The FTC, which had opposed Phoebe Putney’s acquisition of the former Palmyra Medical Center, won an important legal victory earlier this year in the Supreme Court of the United States. After lower courts had dismissed the FTC’s suit, the Supreme Court, in a unanimous decision, reversed those decisions and allowed the FTC action brought against Phoebe Putney to continue. Specifically, the Supreme Court decided that the antitrust action against Phoebe Putney was not subject to the state action immunity defense because the Georgia General Assembly had not clearly articulated and affirmatively explained a policy to allow hospital authorities to make acquisitions that substantially lessen competition.

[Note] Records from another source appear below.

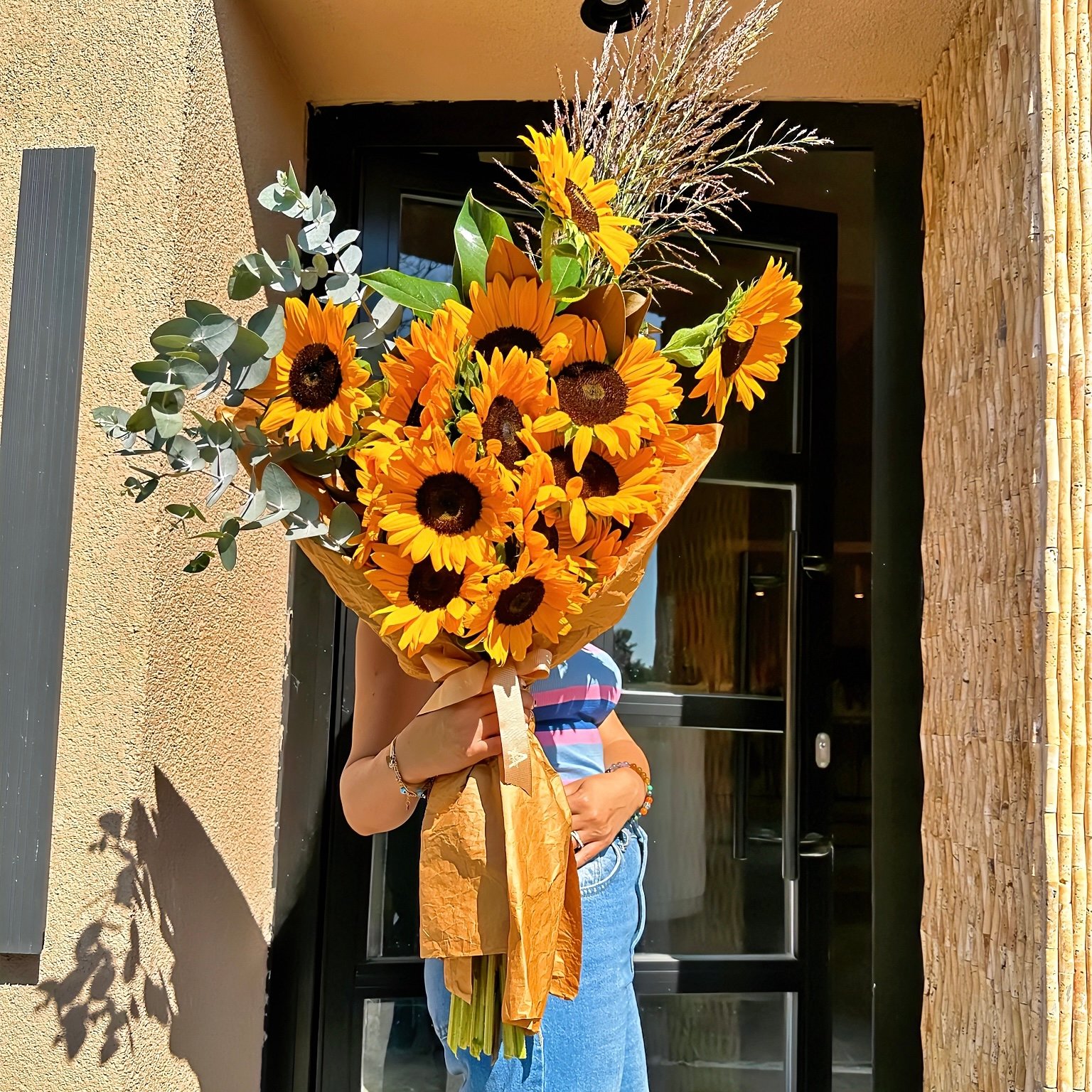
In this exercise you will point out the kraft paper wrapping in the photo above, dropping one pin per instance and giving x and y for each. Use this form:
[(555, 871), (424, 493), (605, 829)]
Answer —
[(497, 865)]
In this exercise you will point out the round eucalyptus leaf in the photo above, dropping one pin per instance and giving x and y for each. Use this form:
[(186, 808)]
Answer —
[(247, 348), (244, 282), (141, 421), (344, 238), (200, 562), (281, 491), (350, 259), (269, 326), (199, 310), (167, 424), (218, 333), (151, 372), (228, 552), (342, 287), (166, 342), (344, 523), (315, 237)]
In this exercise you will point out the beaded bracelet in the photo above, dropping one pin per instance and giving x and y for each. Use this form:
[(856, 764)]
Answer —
[(417, 794), (647, 805)]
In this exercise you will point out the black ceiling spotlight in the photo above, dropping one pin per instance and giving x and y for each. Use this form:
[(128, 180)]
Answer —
[(602, 14)]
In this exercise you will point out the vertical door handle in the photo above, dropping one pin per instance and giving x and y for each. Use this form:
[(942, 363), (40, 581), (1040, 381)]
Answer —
[(790, 835)]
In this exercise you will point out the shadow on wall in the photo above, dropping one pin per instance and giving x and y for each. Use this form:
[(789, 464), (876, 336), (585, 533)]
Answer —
[(175, 943)]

Georgia had statutes allowing hospital authorities to acquire other hospitals, but the Supreme Court ruled that for such statutes to bar antitrust challenge they must specifically contemplate less competition.
Phoebe Putney’s settlement with the FTC does not require it to divest itself from Phoebe North because of Georgia’s certificate of need (“CON”) laws. Such a divesture would have required a state regulatory review under the CON system, and as the FTC explained, a divestiture buyer would be unlikely to receive the necessary CON approval to operate an independent hospital as Albany, which sits in Dougherty County, is considered to be “over-bedded” by Georgia’s need assessment criteria.
In the settlement, Phoebe Putney and the Authority agreed that they will not acquire a hospital, an inpatient or outpatient facility, or a physician group of five or more doctors within a six-county region, without prior notification to the FTC. The six-county region is made up of Dougherty, Terrell, Lee, Worth, Baker, and Mitchell counties. Phoebe Putney and the Authority will also be prohibited from opposing a CON application for any additional general hospital in the same six-county area for a period of five years. The settlement is expected to become final within a month.
Interestingly, in the settlement order, Phoebe Putney and the Authority acknowledged that the acquisition of Palmyra Medical Center may substantially lessen competition within the relevant service and geographic markets within the FTC’s focus. However, Phoebe Putney officials did point out that the FTC made no finding that Phoebe Putney had violated any antitrust laws.